By now, you’ve probably heard about author Alice Hoffman’s unseemly outbursts on Twitter in response to a less-than-glowing review of her latest novel by Roberta Silman for the Boston Globe. If you haven’t, you’ve probably been living in a hole in the ground. (I’d say a cave, but I kinda think you can get wireless in most caves these days.) However, for those who did manage to miss it, here are a couple of links to summarize:
Now, I’ve always said that an author never does herself a favor by responding to a negative review unless it’s simply to thank the reviewer for his/her time and thoughtful commentary. In other words, if you defend the book or attack the reviewer or call on your fans to give said reviewer what-for, you’re only going to come of looking bad. A truly inaccurate or vicious review speaks for itself, and readers will know it’s not trustworthy. No need for the author to come out with both guns blazing like a mother bear defending her cub. (Yeah, I know. Way to mix metaphors. So shoot me!)
That observation out of the way, what set me off about this incident isn’t Hoffman’s behavior, because as foolish and unprofessional as it may be, what she did was hardly unique. (Heck, this very week, another author by the name of Alain de Boton posted on a reviewer’s blog that he wished said reviewer nothing but ill will and would hate him until the day he died. Oh yeah, way to sound like an adult!)
No, what got me about this whole episode is this Tweet of Ms. Hoffman’s and the response to it:
“Now any idiot can be a critic. Writers used to review writers. My second novel was reviewed by Ann Tyler. Who is Roberta Silman?”
Many of Ms. Hoffman’s critics were quick to point out that Ms. Silman is, in fact, an author with numerous publishing credits to her name. They also suggested Ms. Hoffman might have considering Googling Ms. Silman’s name before she suggested the woman wasn’t “qualified” to review books by virtue of not being an author.
But that entirely misses the point, doesn’t it? Do people honestly believe only writers should review other writers’ work? WTF?
That’s like saying that anyone who’s not a painter can’t have an opinion about a painting or that a film critic has to be an actor or director to provide an accurate assessment of a movie’s merits. And I don’t think anyone believes either of those constructs. So where on God’s green earth does this “only writers can review books because they’re the only ones who can ‘understand’ them” come from? Because Ms. Hoffman is hardly the first writer I’ve seen express this opinion, and the folks who determined Ms. Silman’s qualifications for the job seem to be supporting that contention. (Note: I haven’t read everything that’s been said on this point; there may be folks out there who are saying exactly what I am. I just haven’t found them yet.)
Okay, so here’s the deal. READERS are the people we should expect and WANT to review our work. Why? Because they’re our customers! And while most writers are also readers, and therefore a segment of our “market,” they’re a tiny subset of the much larger group of folks who are just readers. If your book only appeals to the segment of readers who are also writers, you’ve got a problem. By the same token, if the segment of readers who are writers generally dislike your book, but the readers who aren’t love it (I can think of a few recent runaway bestsellers in recent years that probably fit this criteria–Da Vinci Code, anyone), I think you’re in much better shape.
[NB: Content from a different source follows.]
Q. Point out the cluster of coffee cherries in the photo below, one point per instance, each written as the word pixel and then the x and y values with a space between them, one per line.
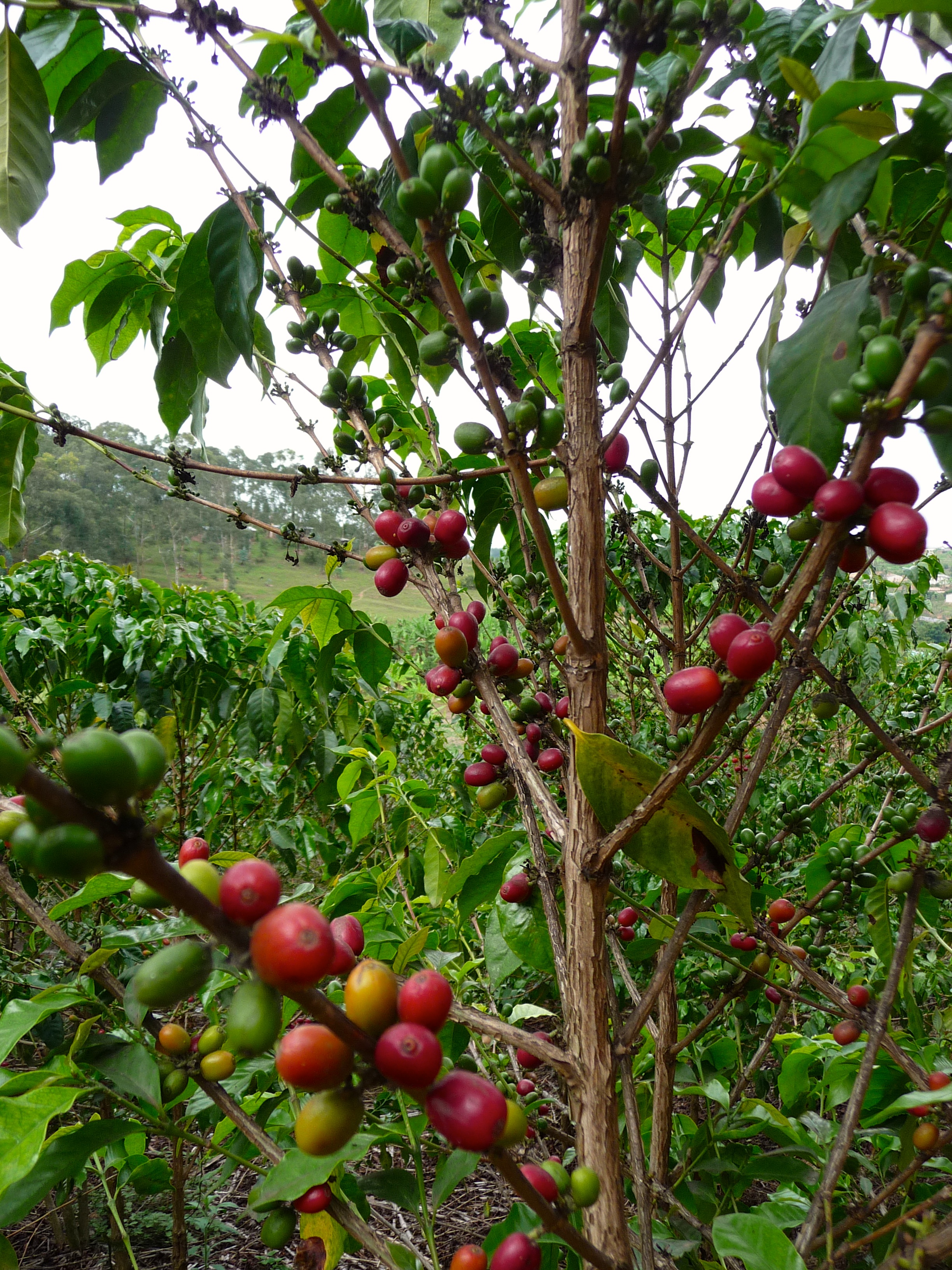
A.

It’s true that pure readers and readers who are also writers don’t always see books the same way. Just as the painter who looks at another painter’s work sees how the brush strokes were applied, how the colors were mixed, and other technical aspects that the rest of us don’t, the writer who is reading can appreciate technical elements of the craft (or decry the lack thereof) in a way readers probably can’t…at least not consciously. But that doesn’t mean that a reader’s response to a book is any less valid or less well-considered than a writer’s. And as a writer myself, I want to know that my book worked (or didn’t) for my readers…all of them, not just a tiny subset who happen to write.
So, to all the reader-reviewers out there: Please keep it up! If you review my book, I will never attack you in any way if any element of your reaction is less than positive (even if it’s really negative), and I will never pull the “you just don’t understand because you’re not a writer” card. I value and appreciate readers who take the time to think about and comment on my work (and that of other writers), so don’t let the nasties out there treat you as if you are not worthy.
In my opinion, you’re the worthiest people I know!